DID JESUS HAVE A HAIRPIECE?

DID JESUS WEAR LONG HAIR? Should whites marry Negroes? How Red is the National Council of Churches? These grave matters and myriad other spinoffs of social dislocation are confronted each evening on a program called “Pray for America,” out of Riverview, Fla., by way of Station XEG in Monterey. A little apocalypse music, please:

“If a man has long hair, it is a shame—the Bible documents it! The mark of the effeminate! A woman’s hair must be long enough to proclaim the glory of God, and a man’s must be short enough to prove he’s not a woman…Listen, these styles were started by dope addicts, perverts, draft-dodgers, and riffraff hippie cowards! Please believe me, the Reds think that if they can kill the national pride and patriotism of just one generation, by making readily available to them drugs, by praising their wildness, by strangling them with sex literature, they can destroy the whole nation. Now wouldn’t you love to have a copy of this? Write to us asking for Package No. 11 and, we’ll send it to you.”

PASTOR EPLEY: HOLY SPIRIT, TINGLING FLESH

AN EVANGELIST IS ONLY AS irresistible as the viscera he is willing to provoke, and Brother David Epley of St. Louis, Mo., (and XERF, Villa Acuna) massages the tender sensibilities of his flock with equal parts of pop music, prophecy and quivering sensuality.

Epley plugs “one of the great songs on our new album, the Many Moods of Pastor Epley,” ($5 postpaid), then gets right down to it in a manner reminiscent of Mick Jagger:

“Have you ever had the spirit of the Lord wake you at the midnight hour and begin to talk to you…when you felt the presence of another, so close to heaven you almost hear the fluttering of the angel’s wings? I was walking up and down the aisles of the big Henry Ford Auditorium in Detroit, led by the Holy Spirit, and I felt my flesh tingling, felt the spirit reach down and anoint my eyes with holy eye salve…

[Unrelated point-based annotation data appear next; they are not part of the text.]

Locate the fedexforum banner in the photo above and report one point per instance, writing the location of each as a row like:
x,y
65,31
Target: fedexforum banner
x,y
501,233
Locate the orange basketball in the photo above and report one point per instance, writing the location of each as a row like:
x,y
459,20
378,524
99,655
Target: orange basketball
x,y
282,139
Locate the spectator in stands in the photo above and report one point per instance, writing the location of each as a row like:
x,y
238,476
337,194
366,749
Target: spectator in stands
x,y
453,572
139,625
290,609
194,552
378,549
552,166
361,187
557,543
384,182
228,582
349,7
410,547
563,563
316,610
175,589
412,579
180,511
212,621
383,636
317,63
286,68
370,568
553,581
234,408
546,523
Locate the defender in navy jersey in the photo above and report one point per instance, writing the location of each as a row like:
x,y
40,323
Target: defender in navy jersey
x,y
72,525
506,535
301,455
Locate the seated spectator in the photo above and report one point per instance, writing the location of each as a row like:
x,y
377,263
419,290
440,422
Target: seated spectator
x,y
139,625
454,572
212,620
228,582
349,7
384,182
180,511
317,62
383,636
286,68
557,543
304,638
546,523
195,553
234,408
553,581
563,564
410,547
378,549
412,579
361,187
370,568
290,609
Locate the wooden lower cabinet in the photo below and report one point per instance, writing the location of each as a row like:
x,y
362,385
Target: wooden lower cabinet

“I could see beyond the flesh, beyond the spirit…Lady sitting way back there, come on down here, honey, the spirit is moving on me for you. Come down and let me wash your eyes. You’ve been praying for a spiritual touch, a spiritual anointing, and tonight you’re gonna get a double anointing—we call it Elijah’s Double Potion. A letter from me to you has had you all stirred up, hasn’t it? Now get out your little blue wallet and I’ll bless your wallet financially. And I’m going to wash your eyes with this water from the pool of Ceylon, and you’re gonna feel Elijah’s Double Potion come upon you…” Then there is only the sound of applause mixed with squeals of fear and delight.